Sunday, November 20, 2011

SF Goes East: 2010's Best Science Fiction Stories

The Year's Best Science Fiction 2010
Twenty Seventh Annual Collection
Ed. Gardner Dozois
Publisher: St. Martin's Griffin; 27th edition (July 6, 2010)
ISBN-13: 978-0312608989
Available at Amazon

From the book jacket:

"For more than a quarter century, Gardner Dozois's The Year's Best Science Fiction has defined the field.  It is the most important anthology, not only annually, but overall."    -Charles N. Brown, Publisher of LOCUS magazine.


Stories are often the beginnings of sci-fi books.  Authors say that the characters, once created, dictate the direction a book will follow, so they can continue to live their lives after the first story ends.  But the first key to unlock the book is, for many authors, the story.



Science Fiction asks the future's questions: "What would it be like to go to other worlds?" "What will people do when it's possible to manipulate genes?" "What will the world look like millions of years from now?"


Those are sort of the standard questions.  The best science fiction stories go beyond those, expanding them and running the scenarios, bringing us into fictionally realistic lives impacted by questions like:  "If we do have our child genetically modified, what will he think of us, and what will folks who are altered, actually do with their new "powers" and how will they work with others?"  This collection includes some other questions:  "How far can you take mathematics, and do you want to go there?" "What happens when you rely on artificial intelligences, and they don't get along?"  "Once you really can see what everyone wants, what kind of life do you get?" and the always elusive "What's the point of herding cats?"

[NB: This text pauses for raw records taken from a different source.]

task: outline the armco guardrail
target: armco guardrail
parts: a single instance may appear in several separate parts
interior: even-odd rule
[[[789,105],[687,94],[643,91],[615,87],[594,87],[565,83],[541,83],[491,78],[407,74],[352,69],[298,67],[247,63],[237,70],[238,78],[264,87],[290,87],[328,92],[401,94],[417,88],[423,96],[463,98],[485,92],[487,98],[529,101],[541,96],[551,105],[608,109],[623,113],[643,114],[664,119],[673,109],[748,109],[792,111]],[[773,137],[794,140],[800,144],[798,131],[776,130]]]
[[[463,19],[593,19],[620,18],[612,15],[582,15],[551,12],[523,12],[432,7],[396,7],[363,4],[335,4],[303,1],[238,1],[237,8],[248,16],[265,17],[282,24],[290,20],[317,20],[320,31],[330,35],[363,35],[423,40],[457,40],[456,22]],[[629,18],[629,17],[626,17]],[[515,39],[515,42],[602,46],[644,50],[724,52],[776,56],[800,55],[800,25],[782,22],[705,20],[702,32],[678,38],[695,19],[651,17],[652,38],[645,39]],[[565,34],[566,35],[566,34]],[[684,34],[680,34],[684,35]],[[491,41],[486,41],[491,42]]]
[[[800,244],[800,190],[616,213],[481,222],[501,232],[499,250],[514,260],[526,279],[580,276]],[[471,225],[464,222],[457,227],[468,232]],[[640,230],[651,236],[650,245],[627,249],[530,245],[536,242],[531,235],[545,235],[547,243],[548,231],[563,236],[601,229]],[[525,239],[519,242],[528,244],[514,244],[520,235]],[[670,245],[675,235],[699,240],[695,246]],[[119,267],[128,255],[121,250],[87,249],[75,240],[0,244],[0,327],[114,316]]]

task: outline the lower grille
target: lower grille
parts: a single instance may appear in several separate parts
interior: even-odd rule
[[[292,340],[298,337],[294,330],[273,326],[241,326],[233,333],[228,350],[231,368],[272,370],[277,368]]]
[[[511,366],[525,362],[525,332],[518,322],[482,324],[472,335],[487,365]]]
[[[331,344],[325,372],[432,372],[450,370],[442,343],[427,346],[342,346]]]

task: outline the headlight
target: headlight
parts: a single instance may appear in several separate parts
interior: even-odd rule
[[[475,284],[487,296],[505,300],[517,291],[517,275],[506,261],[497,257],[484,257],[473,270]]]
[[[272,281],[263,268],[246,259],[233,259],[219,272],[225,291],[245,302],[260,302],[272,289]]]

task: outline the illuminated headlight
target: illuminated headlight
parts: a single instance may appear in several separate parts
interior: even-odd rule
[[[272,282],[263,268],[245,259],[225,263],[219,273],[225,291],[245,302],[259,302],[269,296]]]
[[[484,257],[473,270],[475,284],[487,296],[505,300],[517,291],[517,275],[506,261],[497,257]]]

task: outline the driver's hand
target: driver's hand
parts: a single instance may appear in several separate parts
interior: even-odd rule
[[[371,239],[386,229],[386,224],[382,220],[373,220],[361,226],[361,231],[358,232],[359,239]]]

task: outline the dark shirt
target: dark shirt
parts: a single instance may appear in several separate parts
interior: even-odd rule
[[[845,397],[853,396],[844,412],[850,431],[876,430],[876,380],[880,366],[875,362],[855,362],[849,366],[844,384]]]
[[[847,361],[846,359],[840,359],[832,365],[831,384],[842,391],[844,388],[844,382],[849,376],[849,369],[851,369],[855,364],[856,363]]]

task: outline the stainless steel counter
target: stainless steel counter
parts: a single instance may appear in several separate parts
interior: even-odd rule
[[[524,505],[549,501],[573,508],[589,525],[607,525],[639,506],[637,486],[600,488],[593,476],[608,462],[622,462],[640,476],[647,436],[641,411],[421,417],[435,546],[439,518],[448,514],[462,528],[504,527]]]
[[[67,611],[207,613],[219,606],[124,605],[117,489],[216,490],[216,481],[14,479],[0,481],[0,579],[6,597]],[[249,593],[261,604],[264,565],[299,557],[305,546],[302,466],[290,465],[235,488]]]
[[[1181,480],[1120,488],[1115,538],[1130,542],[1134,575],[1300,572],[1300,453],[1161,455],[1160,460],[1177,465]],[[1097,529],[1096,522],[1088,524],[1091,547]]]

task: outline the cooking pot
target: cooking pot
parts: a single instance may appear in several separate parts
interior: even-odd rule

Authors range from well-known favorites like Bruce Sterling, Nancy Kress and Robert Charles Wilson to newcomers we may well see on bookshelves in the years to come.  Some authors, of course, prefer to stay with short stories, where they can get the ideas out there as quickly and as succinctly as possible, and those authors are here as well.  The one thing I noted was it seemed a high proportion of stories were either set in India or written by folks familiar with that part of the world.  It seems we now believe that's where the economic successes will drive future prosperity, and that's where the new creative ideas that create our future will originate  (US politicos take note!).

In his "Summary: 2009" Dozois includes a positively staggering amount of information about everything from how the sci-fi publishing industry is dealing with the competition from online e-zines, who's publishing where, the address we need to subscribe to a given publication, what new directions authors are exploring, which topics are going fallow, and even a list of some of the most interesting personalities who shuffled off this mortal coil during 2009.  It's an encyclopedia of all things sci-fi, really a bit of a time capsule, and, most importantly, it's  the all-purpose swiss army knife tool for new authors looking to find places to publish their work and find out more about the landscape of sci-fi.  A reader who follows up on even a tenth of the information here will probably have done the equivalent of a college level course in the genre.


I would give this one a 5 (a 6 if I could) because this is where we will go looking when, some year soon, we read a book and remember where we first saw the story that generated it.  It's where we will go when we only have a half hour or an hour or two to transport our minds to places far, far from the daily grind, where the problems and solutions and mysteries found there spark our imaginations, and give us that extra creativity we need to live in our challenging world.